Vozes femininas no deserto: “Vê-se mesmo que quem está ainda a dormir são os gajos…”

A primeira noite de sono no bivouac durou pouco menos de três horas. Montar uma tenda quase no escuro às duas da manhã não é tarefa fácil. São dezenas e dezenas de pequenos igloos encostados uns aos outros. Tão encostados, que depressa se desfaz o mito de que as mulheres não ressonam…

Encontrar espaço não foi complicado, o pior foi mesmo evitar acordar as concorrentes e os mais de 200 membros da organização. Resultado: a tenda ficou montada sem estacas, ao sabor do vento que soprou toda a noite, trazendo areia para todos os recantos e abanando este parque de campismo no deserto do Erg Chebi, no sul de Marrocos, bem perto de Merzouga.

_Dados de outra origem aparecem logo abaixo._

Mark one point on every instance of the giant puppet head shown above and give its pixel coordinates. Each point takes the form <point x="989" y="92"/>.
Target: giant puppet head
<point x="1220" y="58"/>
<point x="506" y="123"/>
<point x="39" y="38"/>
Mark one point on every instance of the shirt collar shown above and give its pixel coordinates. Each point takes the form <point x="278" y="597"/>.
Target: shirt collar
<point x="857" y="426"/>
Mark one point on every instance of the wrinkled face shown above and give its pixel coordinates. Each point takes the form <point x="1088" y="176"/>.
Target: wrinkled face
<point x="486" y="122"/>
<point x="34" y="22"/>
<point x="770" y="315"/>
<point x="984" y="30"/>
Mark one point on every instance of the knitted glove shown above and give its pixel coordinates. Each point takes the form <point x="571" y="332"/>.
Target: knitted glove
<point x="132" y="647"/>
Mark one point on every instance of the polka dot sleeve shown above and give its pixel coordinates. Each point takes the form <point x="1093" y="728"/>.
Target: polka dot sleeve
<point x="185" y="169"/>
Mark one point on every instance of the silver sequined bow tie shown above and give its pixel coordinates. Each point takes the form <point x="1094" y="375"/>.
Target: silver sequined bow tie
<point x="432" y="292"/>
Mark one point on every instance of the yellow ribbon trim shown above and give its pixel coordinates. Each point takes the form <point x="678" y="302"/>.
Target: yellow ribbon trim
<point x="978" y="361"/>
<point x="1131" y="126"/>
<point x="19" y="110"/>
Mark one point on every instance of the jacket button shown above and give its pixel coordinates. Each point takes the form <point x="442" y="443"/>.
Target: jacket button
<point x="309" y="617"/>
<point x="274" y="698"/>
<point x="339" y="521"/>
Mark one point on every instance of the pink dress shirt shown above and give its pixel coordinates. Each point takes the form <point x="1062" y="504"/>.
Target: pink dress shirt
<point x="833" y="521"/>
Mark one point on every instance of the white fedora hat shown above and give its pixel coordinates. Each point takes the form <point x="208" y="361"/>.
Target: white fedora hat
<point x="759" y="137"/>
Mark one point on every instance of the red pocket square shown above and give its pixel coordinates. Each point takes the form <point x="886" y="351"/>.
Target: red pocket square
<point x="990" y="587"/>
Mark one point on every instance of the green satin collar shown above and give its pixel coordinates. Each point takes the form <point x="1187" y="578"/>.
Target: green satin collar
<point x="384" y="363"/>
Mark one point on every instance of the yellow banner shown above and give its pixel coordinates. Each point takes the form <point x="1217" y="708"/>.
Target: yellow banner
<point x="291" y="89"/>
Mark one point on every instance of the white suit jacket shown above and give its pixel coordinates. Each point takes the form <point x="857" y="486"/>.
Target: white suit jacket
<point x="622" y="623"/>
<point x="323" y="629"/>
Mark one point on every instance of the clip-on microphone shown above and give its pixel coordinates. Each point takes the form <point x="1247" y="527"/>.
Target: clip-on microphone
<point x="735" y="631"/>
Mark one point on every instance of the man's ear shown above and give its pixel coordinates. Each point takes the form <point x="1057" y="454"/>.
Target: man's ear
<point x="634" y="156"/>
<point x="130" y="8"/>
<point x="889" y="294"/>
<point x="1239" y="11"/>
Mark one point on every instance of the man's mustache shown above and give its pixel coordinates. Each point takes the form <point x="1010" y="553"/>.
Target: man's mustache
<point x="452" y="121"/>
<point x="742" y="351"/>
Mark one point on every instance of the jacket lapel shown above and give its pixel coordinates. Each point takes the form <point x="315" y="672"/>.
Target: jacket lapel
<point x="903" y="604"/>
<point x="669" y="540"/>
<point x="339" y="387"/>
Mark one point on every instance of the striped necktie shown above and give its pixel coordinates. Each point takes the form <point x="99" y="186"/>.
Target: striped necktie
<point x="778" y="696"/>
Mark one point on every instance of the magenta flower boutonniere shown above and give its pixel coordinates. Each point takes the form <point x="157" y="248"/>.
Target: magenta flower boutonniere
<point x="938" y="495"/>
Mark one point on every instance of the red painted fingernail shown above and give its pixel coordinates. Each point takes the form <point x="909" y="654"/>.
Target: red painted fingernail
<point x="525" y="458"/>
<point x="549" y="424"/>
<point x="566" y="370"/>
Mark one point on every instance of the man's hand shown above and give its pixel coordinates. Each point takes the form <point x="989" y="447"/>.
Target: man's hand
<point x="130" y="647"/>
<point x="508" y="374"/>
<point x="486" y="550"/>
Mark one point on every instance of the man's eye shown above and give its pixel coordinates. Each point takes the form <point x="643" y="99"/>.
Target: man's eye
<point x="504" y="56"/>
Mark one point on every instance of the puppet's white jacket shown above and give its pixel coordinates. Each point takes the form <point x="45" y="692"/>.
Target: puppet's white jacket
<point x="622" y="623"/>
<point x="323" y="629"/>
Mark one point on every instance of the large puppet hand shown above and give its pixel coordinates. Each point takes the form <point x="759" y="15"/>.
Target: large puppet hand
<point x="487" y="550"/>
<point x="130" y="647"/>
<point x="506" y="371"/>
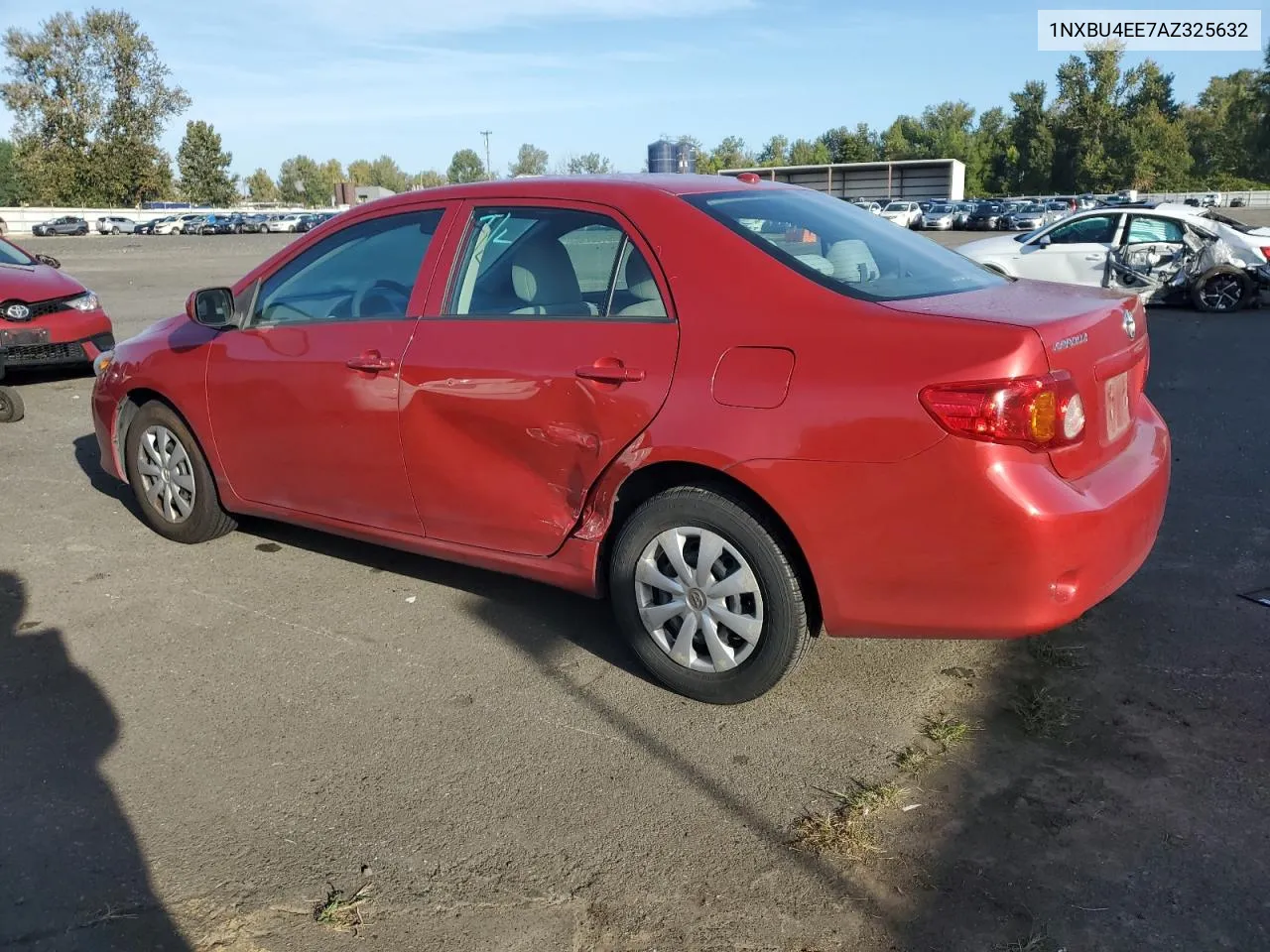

Duas horas de sono depois, ecoou uma voz feminina na noite. Em francês: “são quatro da manhã, vamos levantar”. Uma e outra vez até ter resposta das “campistas”. A partida da primeira etapa estava marcada para as seis, mas ainda havia muito para preparar. Tentei ficar mais uma hora no saco-cama, mas aquela voz não parava de repetir a ordem de despertar. “Vê-se mesmo que quem está ainda a dormir são os ‘gajos’…”, ironizava para gargalhada das mulheres participantes. Este mundo é mesmo delas.

O pequeno-almoço comunitário fez-se de café de saco, ovos, pão, panquecas marroquinas e compotas caseiras. Tudo engolido a grande velocidade porque a primeira fila de jipes e quads já estava alinhada para partir em direção ao primeiro ponto de controlo. Elisabete Jacinto e France Clèves foram das primeiras a chegar, mas aqui o que importa é poupar metros, seguir em linha reta o máximo possível. No fim, as vencedoras serão as que marcarem menos dígitos no conta-quilómetros. Na lista de participantes há mulheres com as mais diversas proveniências. Tão depressa se encontra a filha de um antigo presidente do Senegal como mãe e filhas norte-americanas que competem em equipas diferentes.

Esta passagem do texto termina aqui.